ICU Management & Practice, ICU Volume 6 - Issue 1 - Spring 2006

Authors

RameshVenkataraman, MD

John. A. Kellum, MD

The CRISMA Laboratory (Clinical Research, Investigation,

and Systems Modelling of Acute Illness) Department of

Critical Care Medicine University of Pittsburgh USA

[email protected]

 

In the winter issue of ICU Management 2005, Drs Kellumand Venkataraman reviewed evidence on timing of initiation of renal replacement therapy in Acute Renal Failure (ARF). In this article, they review the limitations of research to date on the appropriate dose of renal replacement therapy of patients with ARF.

 

The appropriate dose of renal replacement therapy (RRT) of patients with acute renal failure (ARF) is a matter of considerable debate.
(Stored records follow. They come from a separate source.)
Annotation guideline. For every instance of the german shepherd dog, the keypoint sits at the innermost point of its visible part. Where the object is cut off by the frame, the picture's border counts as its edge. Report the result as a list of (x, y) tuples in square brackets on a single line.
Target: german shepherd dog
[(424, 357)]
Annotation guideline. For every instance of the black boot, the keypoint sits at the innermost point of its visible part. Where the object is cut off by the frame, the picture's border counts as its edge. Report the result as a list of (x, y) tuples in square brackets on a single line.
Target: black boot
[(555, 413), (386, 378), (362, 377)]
The dose of intermittent dialysis is quantified using the unitless index, Kt/V, where K represents urea clearance, t is the time of dialysis and V is the volume of distribution of urea. Existing literature supports a singlepool Kt/V urea of at least 1.2 per treatment, at least 3 times weekly, as the minimum dose in patients with end-stage renal disease (ESRD) (National Kidney Foundation 1997). Arguably, most patients with ARF are more ill, malnourished and catabolic than ESRD patients and hence warrant “more” RRT. While supported by small, retrospective and non-randomized studies (Paganini 1996; Schiffle 1997), until recently this hypothesis had not been tested by randomized trials.

 

Although an optimal dialysis dose has not been established in patients with ARF, it is generally accepted that the delivered dose of dialysis should be at least as great as that recommended for ESRD. Despite this, a recent prospective study of 40 patients (136 dialysis treatments) with ARF treated with intermittent haemodialysis (IHD), reported that prescribed Kt/V was less than 1.2 in 49% of treatments, and more importantly delivered Kt/V was less than 1.2 in nearly 70% of treatments (Evanson et al. 1998). In a recent study, Schiffl et al. assigned 160 critically ill, but haemodynamically stable, patients with ARF to daily or every other day haemodialysis, in alternating order (Schiffl et al. 2002). The two study groups were similar at baseline. Mortality was 28% in patients assigned to daily IHD as compared to 46% with alternate-day dialysis (P=0.01). Daily haemodialysis also resulted in faster resolution of ARF (mean [± SD], 9 ± 2 days vs. 16 ± 6 days; P=0.001), better control of uraemia and fewer hypotensive episodes during haemodialysis than conventional haemodialysis. Although this study is supportive of a more intensive dialysis prescription in ARF, it has several important limitations. First, the exclusion of haemodynamically unstable patients eliminated the sickest patients (these patients were treated with continuous RRT instead) and diminished generalizability. Second, the non-random assignment of patients to groups may have introduced bias, although the reported baseline characteristics of the two groups appear similar. Finally, the delivered dose of therapy in the alternate-day group was substantially lower than accepted as “adequate” haemodialysis as described above.

 

In continuous haemofiltration, dose of therapy correlates with effluent flow rate (Clark et al. 1992; Clark et al. 2003). Using effluent flow as an index of dose of therapy, a recent single centre RCT demonstrated that higher haemofiltration doses improved patient survival in ARF compared to conventional doses, while further increases in dose were not helpful (see table 1: Ronco et al. 2000). Of note, more than 90% of patients in this study received the prescribed dialysis dose. However, a second recent smaller RCT did not show similar results. In this study, 106 patients with oliguric ARF (defined as refractory to furosemide) were randomized to three (almost equal) groups for early high- and low-volume and late low-volume haemofiltration (see table 1: Bouman et al. 2002). No differences in 28-day survival or duration of ARF were found between these groups. This study was however limited in that it was underpowered and probably enrolled less sick patients as suggested by very high survival rates.

 

Similar to IHD in ARF, CRRT delivery may not reach the levels prescribed. In a single centre retrospective review of CRRT dosing patterns, we found that the mean CRRT dose prescribed for patients with ARF was only 24.46 ± 6.73 ml/Kg/h, and that the mean dose delivered was merely 16.55 ± 5.41 ml/Kg/h (68% of the prescribed dose, p<0.000001) (Venkataraman et al. 2002). While there was high concordance between prescribed and delivered effluent flow rates in this study, treatment time was reduced (16.1 ± 3.53 hours/day) due to interruptions in therapy.

 

Although these clinical studies suggest that more intensive renal support may improve survival, they have significant limitations and hence are not widely accepted into clinical practice. An ongoing multicentre trial (Palevsky et al. 2005) is now comparing intensive renal support to conventional management of renal replacement therapy in critically ill patients with acute renal failure to provide a more definitive answer to this question.